Jakarta — Manajemen penyanyi ternama Rossa mengambil langkah hukum tegas dengan melayangkan somasi kepada puluhan akun media sosial yang diduga menyebarkan konten manipulatif disertai narasi fitnah. Tindakan ini dilakukan setelah beredarnya video dan foto yang telah diedit sedemikian rupa sehingga menyesatkan publik dan merugikan reputasi sang diva.
Tim hukum Rossa mengungkapkan bahwa konten tersebut dibuat dengan cara menggabungkan potongan video asli dengan suara atau narasi dari pihak lain.
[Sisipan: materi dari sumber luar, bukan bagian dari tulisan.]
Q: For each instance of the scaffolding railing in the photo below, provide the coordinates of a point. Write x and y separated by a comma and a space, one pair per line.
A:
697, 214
Teknik manipulasi ini menciptakan kesan seolah-olah informasi negatif yang beredar merupakan fakta yang benar.

Kuasa hukum manajemen Rossa, Natalia Rusli, menjelaskan bahwa praktik tersebut ditemukan di berbagai platform, mulai dari TikTok, Instagram hingga Threads. Menurutnya, materi visual dan audio milik Rossa “dijahit” dengan narasi yang tidak berkaitan, sehingga membentuk informasi yang menyesatkan.
Salah satu isu yang disorot adalah tuduhan terkait kegagalan operasi plastik. Natalia menegaskan bahwa kabar tersebut tidak benar. Ia menyebut perubahan penampilan Rossa dalam konten yang beredar semata-mata karena penggunaan riasan oleh makeup artist yang mengikuti tren.
Manajemen menilai tindakan tersebut telah masuk dalam kategori pelanggaran hukum serius. Para pelaku terancam dijerat dengan ketentuan dalam Undang-Undang Informasi dan Transaksi Elektronik (UU ITE), khususnya terkait manipulasi konten elektronik.

Rossa, Artis
Selain meminta penghapusan konten, pihak manajemen juga menuntut permintaan maaf secara terbuka. Juru bicara sekaligus penasihat hukum, M. Ikhsan Tualeka, menyatakan bahwa setiap akun yang terlibat wajib menyampaikan klarifikasi dan permohonan maaf melalui platform masing-masing.
Manajemen memberikan tenggat waktu 1 x 24 jam sejak somasi diterima. Apabila tidak dipatuhi, langkah hukum lanjutan akan ditempuh dengan melaporkan kasus ini ke aparat penegak hukum, baik di Mabes Polri maupun Polda Metro Jaya.
Langkah ini disebut sebagai upaya menjaga integritas dan reputasi publik figur dari penyebaran informasi palsu yang semakin marak di ruang digital.